Conte de fées ou aventure du quotidien ? La collection Chanel « Gaby and the Beanstalk » réinvente la Haute Couture
Le directeur artistique Matthieu Blazy signe sa deuxième collection couture en mêlant récits fantastiques et construction de vêtements ultra fonctionnels.
Résumé
Matthieu Blazy dévoile officiellement sa deuxième collection Haute Couture pour Chanel, intitulée « Gaby and the Beanstalk ».
La collection détourne les contes d’enfance classiques en silhouettes portables, pensées pour le mouvement et l’action dans la vraie vie.
Des techniques de tailleur ultra sophistiquées s’allient à des matières inattendues comme la guipure, qui fait écho à l’idée des fèves magiques.
Chanel vient d’insuffler une véritable aura de merveilleux au podium avec la présentation de sa collection Haute Couture Automne-Hiver 2026. Placé sous la direction artistique de Matthieu Blazy, le défilé explore un équilibre subtil entre fiction et fonction. La collection puise directement son inspiration dans les grands classiques de la littérature jeunesse, réinterprétant les codes des contes d’antan en silhouettes ultra-portables et résolument contemporaines, pensées pour le quotidien.

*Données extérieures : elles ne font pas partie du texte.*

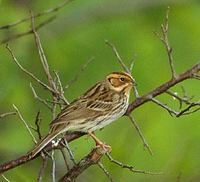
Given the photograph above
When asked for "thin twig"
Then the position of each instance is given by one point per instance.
(101, 166)
(123, 65)
(28, 32)
(27, 72)
(146, 145)
(165, 41)
(39, 98)
(132, 106)
(43, 58)
(131, 168)
(65, 158)
(81, 70)
(37, 124)
(53, 173)
(25, 124)
(61, 89)
(45, 12)
(92, 158)
(42, 169)
(171, 111)
(7, 114)
(71, 155)
(186, 110)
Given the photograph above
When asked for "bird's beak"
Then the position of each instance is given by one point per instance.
(133, 83)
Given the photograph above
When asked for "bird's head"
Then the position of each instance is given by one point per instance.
(120, 82)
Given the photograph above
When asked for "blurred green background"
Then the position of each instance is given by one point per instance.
(77, 34)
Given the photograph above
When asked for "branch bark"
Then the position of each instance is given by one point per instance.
(132, 106)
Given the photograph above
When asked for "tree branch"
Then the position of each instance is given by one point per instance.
(43, 13)
(92, 158)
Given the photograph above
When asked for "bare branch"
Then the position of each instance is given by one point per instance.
(162, 88)
(43, 58)
(146, 145)
(171, 111)
(53, 173)
(43, 13)
(69, 151)
(83, 67)
(27, 72)
(123, 65)
(101, 166)
(26, 125)
(92, 158)
(42, 169)
(37, 124)
(131, 168)
(186, 110)
(61, 89)
(28, 32)
(7, 114)
(65, 158)
(196, 76)
(132, 106)
(165, 41)
(40, 99)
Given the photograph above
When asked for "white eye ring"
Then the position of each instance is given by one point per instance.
(122, 79)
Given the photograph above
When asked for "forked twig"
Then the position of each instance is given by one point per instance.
(43, 13)
(146, 145)
(7, 114)
(101, 166)
(25, 124)
(131, 168)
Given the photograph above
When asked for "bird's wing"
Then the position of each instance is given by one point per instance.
(87, 106)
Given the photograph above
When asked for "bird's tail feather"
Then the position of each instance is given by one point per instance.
(43, 143)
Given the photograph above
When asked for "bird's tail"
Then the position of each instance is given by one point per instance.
(43, 143)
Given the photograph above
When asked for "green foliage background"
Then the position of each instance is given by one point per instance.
(77, 34)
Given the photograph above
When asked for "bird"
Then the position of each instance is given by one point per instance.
(102, 104)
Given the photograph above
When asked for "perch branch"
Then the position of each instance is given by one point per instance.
(165, 41)
(92, 158)
(132, 106)
(45, 12)
(25, 124)
(7, 114)
(101, 166)
(146, 145)
(131, 168)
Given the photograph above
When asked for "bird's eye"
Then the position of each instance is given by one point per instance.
(122, 79)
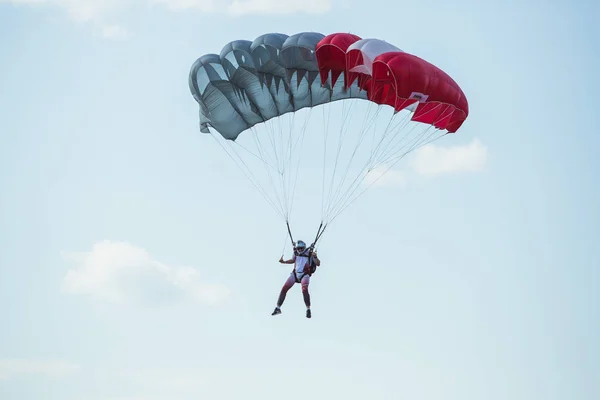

La collection puise ses principaux repères conceptuels dans des contes comme Jack et le Haricot magique ou Boucles d’or et les Trois Ours. Blazy ancre magistralement ces récits fantastiques dans le réel grâce à la coupe millimétrée et à la construction rigoureuse des ateliers tailleur, flou et galon de Chanel. Le défilé s’est ouvert sur un tailleur Chanel réinventé, méticuleusement réalisé en guipure sur mesure évoquant les fameuses fèves magiques, superposé à une mousseline de soie translucide. Clin d’œil littéral à la source d’inspiration, le mannequin d’ouverture portait un exemplaire de Les Fées, Contes des Contes, prélevé directement dans la bibliothèque de l’appartement historique de Gabrielle Chanel.
Tout au long de la présentation, les éléments narratifs infusent naturellement le dessin même des pièces. Des lianes s’enroulent autour des talons des souliers sur mesure, de minuscules minaudières adoptent la forme d’ours endormis, et les boutons se métamorphosent de canetons en cygnes sur les vestes ajustées. L’envers des vêtements se révèle tout aussi élaboré, avec des doublures en soie peinte et des poches intérieures secrètes remplies de porte-bonheur, de petits mots et d’un bric-à-brac du quotidien. Blazy revendique également une forme d’imperfection maîtrisée, en jouant sur des étoffes lacérées et des pièces fendues pour offrir à celle ou celui qui les porte une totale liberté de mouvement.